Study #18: CHET
CHET IN CHANUKAH/ HANUKKAH ( THE FEAST OF DEDICATION )
Like Purim, this feast is not mentioned in the Old Teastament but ironically in the New Testament – read John 10:22.
It celebrates the rededication of the Temple after the Jews in the 2nd Century BCE defeated the ruling Seleucids ( Syrian- Greeks ). The latter tried to force the people of Israel to accept Greek culture and beliefs especially idolatry. Against all odds, a small band of 3,000 faithful Jews, led by Judah the Maccabee, defeated one of the mightiest arnies of that era numbering 70,000 in 4 decisive battles.
When the victors sought to light the Temple Menorah ( the seven-branched candelabrum ), they found only a single cruse of olive oil that had escaped contamination by the Greeks.

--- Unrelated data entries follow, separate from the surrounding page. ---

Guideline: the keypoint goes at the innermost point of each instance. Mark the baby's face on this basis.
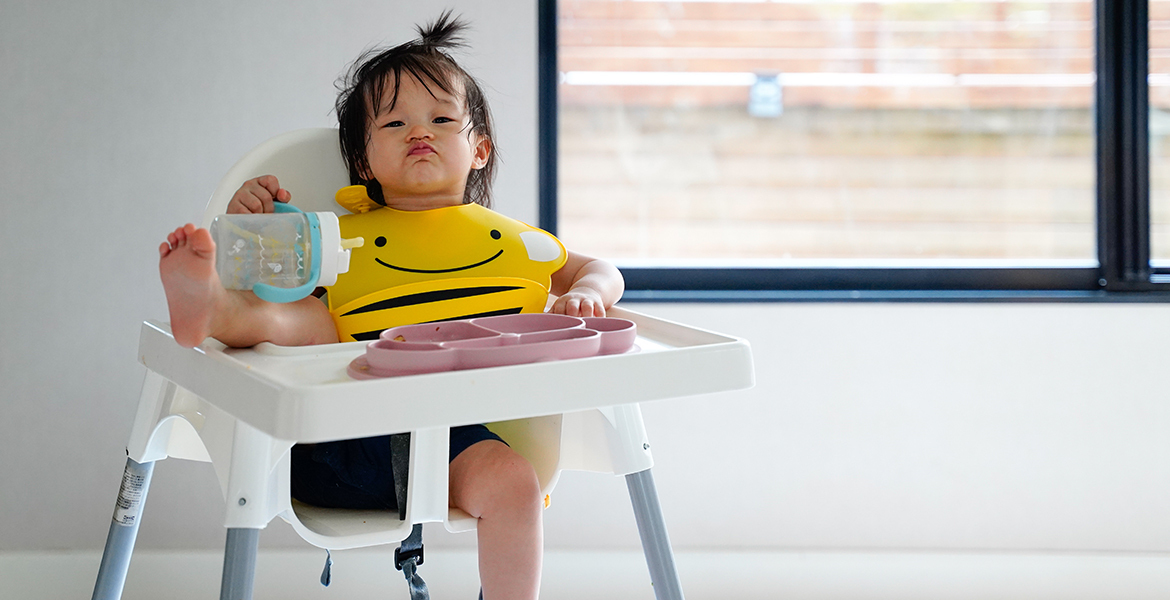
(422, 150)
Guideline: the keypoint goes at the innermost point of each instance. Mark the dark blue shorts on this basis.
(357, 474)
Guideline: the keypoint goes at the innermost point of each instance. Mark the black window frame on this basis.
(1123, 271)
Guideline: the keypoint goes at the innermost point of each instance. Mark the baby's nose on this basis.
(419, 132)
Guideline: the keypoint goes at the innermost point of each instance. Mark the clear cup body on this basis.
(273, 248)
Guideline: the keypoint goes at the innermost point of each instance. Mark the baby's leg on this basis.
(494, 483)
(201, 308)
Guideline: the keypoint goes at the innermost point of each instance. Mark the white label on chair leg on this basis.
(130, 498)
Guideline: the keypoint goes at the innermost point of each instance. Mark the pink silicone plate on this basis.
(487, 342)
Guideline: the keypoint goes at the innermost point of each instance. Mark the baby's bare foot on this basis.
(193, 290)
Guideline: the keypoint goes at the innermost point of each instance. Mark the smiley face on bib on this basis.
(439, 264)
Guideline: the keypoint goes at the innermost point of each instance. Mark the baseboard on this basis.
(293, 574)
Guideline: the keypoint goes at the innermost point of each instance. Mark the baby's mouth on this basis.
(420, 147)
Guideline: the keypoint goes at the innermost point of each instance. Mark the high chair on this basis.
(242, 409)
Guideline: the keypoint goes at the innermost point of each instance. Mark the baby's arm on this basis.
(586, 287)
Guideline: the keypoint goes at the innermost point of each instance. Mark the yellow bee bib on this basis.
(440, 264)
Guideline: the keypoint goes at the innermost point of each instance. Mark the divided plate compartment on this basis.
(487, 342)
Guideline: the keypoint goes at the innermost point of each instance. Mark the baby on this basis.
(415, 130)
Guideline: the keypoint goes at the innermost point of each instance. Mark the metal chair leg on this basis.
(655, 542)
(239, 564)
(119, 542)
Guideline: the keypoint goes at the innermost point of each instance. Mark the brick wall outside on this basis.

Miraculously, when they lit the Menorah, the one- day supply of oil lasted 8 days until new oil could be prepared.
To commemorate this miracle, the sages instituted the Feast of Chanukah/ Hanukkah.
The main spiritual lesson we learn is that Man may impose but God disposes. The Greeks made idols in Man’s image which was an abomination in God’s eyes. They put statues of their Greek gods in the Temple and defiled it with pigs’ blood. But God is not mocked: He reinstituted the correct theology of worship – that Man was made in the image of God, not vice versa.
In John 10:22, Jesus was in the Temple on that Feast Day. And He boldly proclaimed in front of His hearers that ” I and the Father are one” ( John 10:30) – which was blasphemy in the ears of Jews who thought He was advocating idolatry all over again.
Father God, we now know the truth that our Lord was not making a false claim – that He was indeed Yeshua Ha Masiach. And we pray that the Jews will accept Him as their Messiah and “rededicate” themselves to the worship of the one true God of Isreal.